Men's prison in Monmouthshire, Wales

HM Prison Prescoed (Welsh: Carchar Prescoed EF) is a Category D men's open prison, located in Coed-y-paen, three miles from Usk in Monmouthshire, Wales. Prescoed is operated by His Majesty's Prison Service, and acts as a satellite prison of the nearby HMP Usk.

==History==
Prescoed has been re-purposed multiple times since its construction by prisoner labour in 1939. From 1939 to 1964, it was an open borstal for youth. From 1964 to 1983, it was an open Borstal. The nearby HMP Usk was a Detention Centre. It was used for the next five years as an open Youth Custody Centre before, in 1988, becoming an open Young Offender Institution. By 2000, it was transformed into an adult open prison.

In July 2003, Prescoed Prison (along with HMP Usk) was listed by the Prison Service as one of the top five performing Prisons in England and Wales, the first time that prisons had been ranked in a published league table.

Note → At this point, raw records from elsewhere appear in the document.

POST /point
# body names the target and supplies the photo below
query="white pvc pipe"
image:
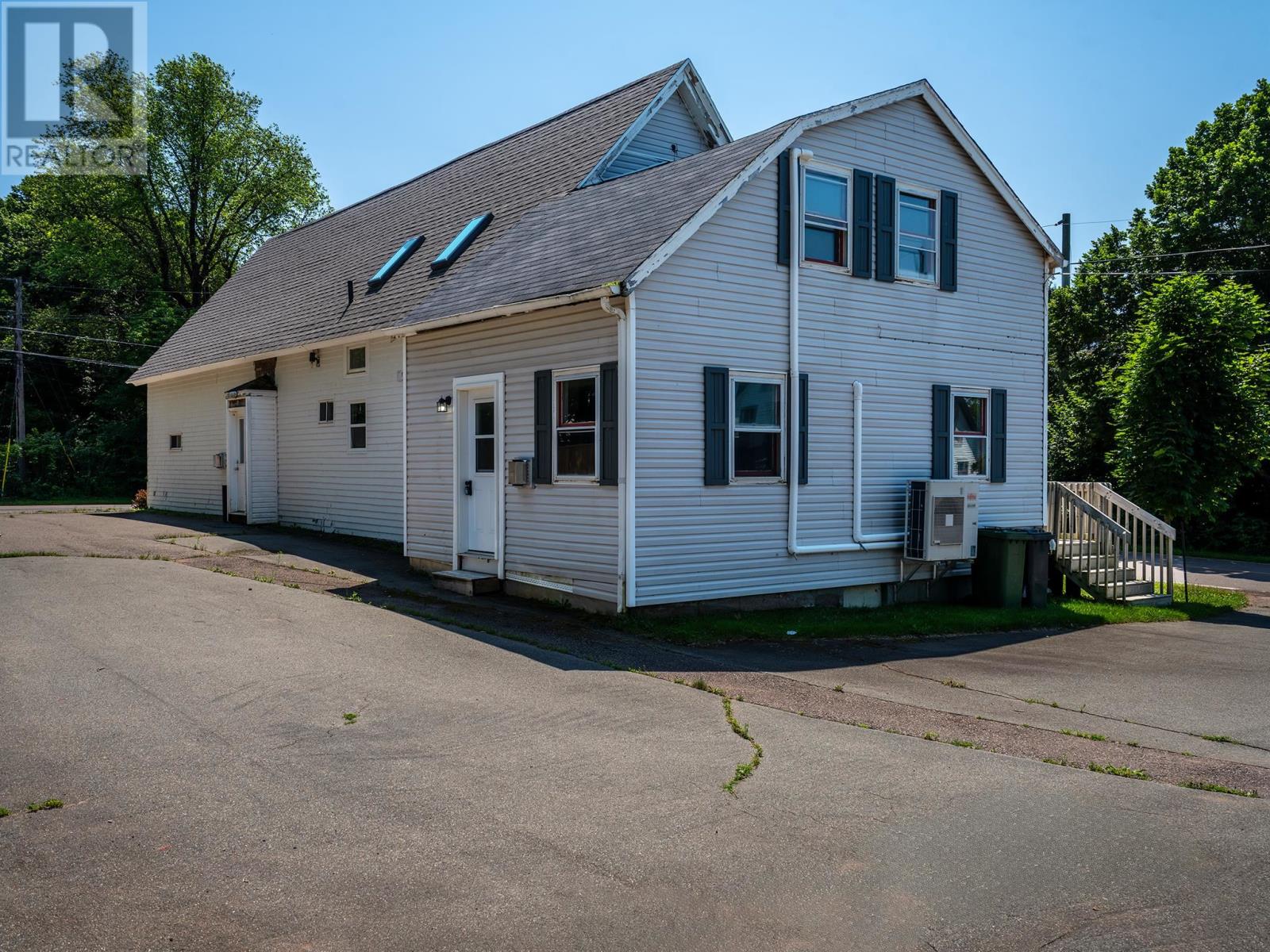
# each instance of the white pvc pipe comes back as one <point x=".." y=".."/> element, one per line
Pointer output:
<point x="860" y="543"/>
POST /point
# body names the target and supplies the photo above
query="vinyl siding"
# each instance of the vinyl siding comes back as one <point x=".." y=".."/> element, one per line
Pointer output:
<point x="670" y="125"/>
<point x="722" y="300"/>
<point x="184" y="479"/>
<point x="323" y="484"/>
<point x="568" y="531"/>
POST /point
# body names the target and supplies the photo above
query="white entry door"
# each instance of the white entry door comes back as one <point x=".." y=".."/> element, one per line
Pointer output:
<point x="237" y="459"/>
<point x="479" y="480"/>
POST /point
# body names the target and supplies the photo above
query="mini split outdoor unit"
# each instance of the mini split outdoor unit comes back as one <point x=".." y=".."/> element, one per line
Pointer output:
<point x="941" y="520"/>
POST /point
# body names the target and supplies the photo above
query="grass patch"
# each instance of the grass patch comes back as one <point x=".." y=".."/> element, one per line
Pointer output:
<point x="1083" y="734"/>
<point x="1121" y="771"/>
<point x="1219" y="789"/>
<point x="916" y="621"/>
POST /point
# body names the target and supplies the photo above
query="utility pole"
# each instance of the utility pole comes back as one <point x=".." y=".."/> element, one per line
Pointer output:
<point x="1067" y="249"/>
<point x="19" y="385"/>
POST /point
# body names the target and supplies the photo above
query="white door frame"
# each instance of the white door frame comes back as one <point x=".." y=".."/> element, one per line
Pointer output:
<point x="241" y="486"/>
<point x="483" y="381"/>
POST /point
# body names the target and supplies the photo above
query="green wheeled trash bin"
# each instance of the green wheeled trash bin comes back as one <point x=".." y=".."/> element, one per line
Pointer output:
<point x="1001" y="577"/>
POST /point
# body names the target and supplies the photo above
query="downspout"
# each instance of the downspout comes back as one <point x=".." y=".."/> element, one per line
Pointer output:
<point x="860" y="543"/>
<point x="626" y="448"/>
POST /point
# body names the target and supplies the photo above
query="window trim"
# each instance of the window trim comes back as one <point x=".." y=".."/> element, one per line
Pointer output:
<point x="924" y="192"/>
<point x="781" y="381"/>
<point x="348" y="357"/>
<point x="365" y="427"/>
<point x="981" y="393"/>
<point x="837" y="171"/>
<point x="590" y="372"/>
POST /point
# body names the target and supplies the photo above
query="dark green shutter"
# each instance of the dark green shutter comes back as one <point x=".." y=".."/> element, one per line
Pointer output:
<point x="948" y="240"/>
<point x="717" y="425"/>
<point x="997" y="414"/>
<point x="941" y="419"/>
<point x="803" y="412"/>
<point x="861" y="234"/>
<point x="783" y="209"/>
<point x="609" y="424"/>
<point x="886" y="267"/>
<point x="543" y="427"/>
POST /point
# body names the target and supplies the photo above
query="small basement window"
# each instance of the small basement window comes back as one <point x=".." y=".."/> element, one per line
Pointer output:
<point x="826" y="226"/>
<point x="916" y="238"/>
<point x="577" y="451"/>
<point x="969" y="435"/>
<point x="356" y="362"/>
<point x="357" y="425"/>
<point x="757" y="425"/>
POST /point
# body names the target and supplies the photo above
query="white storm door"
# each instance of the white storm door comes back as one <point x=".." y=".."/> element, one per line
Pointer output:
<point x="479" y="480"/>
<point x="237" y="457"/>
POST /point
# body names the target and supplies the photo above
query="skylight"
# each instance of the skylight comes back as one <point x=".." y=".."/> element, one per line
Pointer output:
<point x="461" y="240"/>
<point x="395" y="262"/>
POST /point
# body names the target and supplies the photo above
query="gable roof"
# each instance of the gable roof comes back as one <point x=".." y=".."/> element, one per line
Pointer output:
<point x="292" y="291"/>
<point x="549" y="240"/>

In 2004 Prescoed started to hold a number of convicted sex offenders who had been transferred from HMP Usk. There was considerable opposition to this from local residents, who feared that such inmates may abscond from the open jail and pose a threat to local children. There were several incidents of convicted sex offenders absconding from Prescoed. The prison holds [July 2017] around 10% (an average of 25) sex offenders.

In August 2008, an inspection report from Her Majesty's Chief Inspector of Prisons stated that although there had been "dips in performance", Prescoed and Usk prisons retained good standards. Among features of the prison praised by the report were cleanliness, safety, race equality work, and interrelations between staff and prisoners. Also found to be good were the education and training provisions for inmates at both sites. However the report found that staff were not "sufficiently trained." Resettlement projects for inmates at Prescoed were said to be run "reasonably well".

==Today==
Prescoed is an open prison, accommodating Category D adult males. Inmates are normally transferred to Prescoed from other jails (mainly Cardiff, Swansea, Parc, Earlstoke, Channings Wood and sometimes HMP Usk), to serve out the latter parts of their sentences, and re-integrate back into the community before release. Accommodation at the prison is divided into at least 10 purpose-built living units, some with single rooms, the rest being doubles, where each prisoner usually has his own room key.

All prisoners are interviewed by the Learning and Skills Department of the prison in their first week at Prescoed. A range of education is offered to inmates on a full-time and part-time basis. Vocational training is also offered at Prescoed through work placements. Many inmates work on the prison's farm, which has 120 dairy cattle plus young stock, along with a small herd of pedigree Welsh Black cattle. There is also a sawmill, from which wood products, sourced from a 160 acre woodland, are being developed by prisoners and staff.

Other facilities at the prison include a library, IT suites, gym, and a chaplaincy service. The prison has an operational capacity of 230.

Prescoed has a football team competing in the Gwent Central League. In 2020 the league initially banned them from competing, but turned back on their decision. As of 2019 it is the only prison football team in Wales.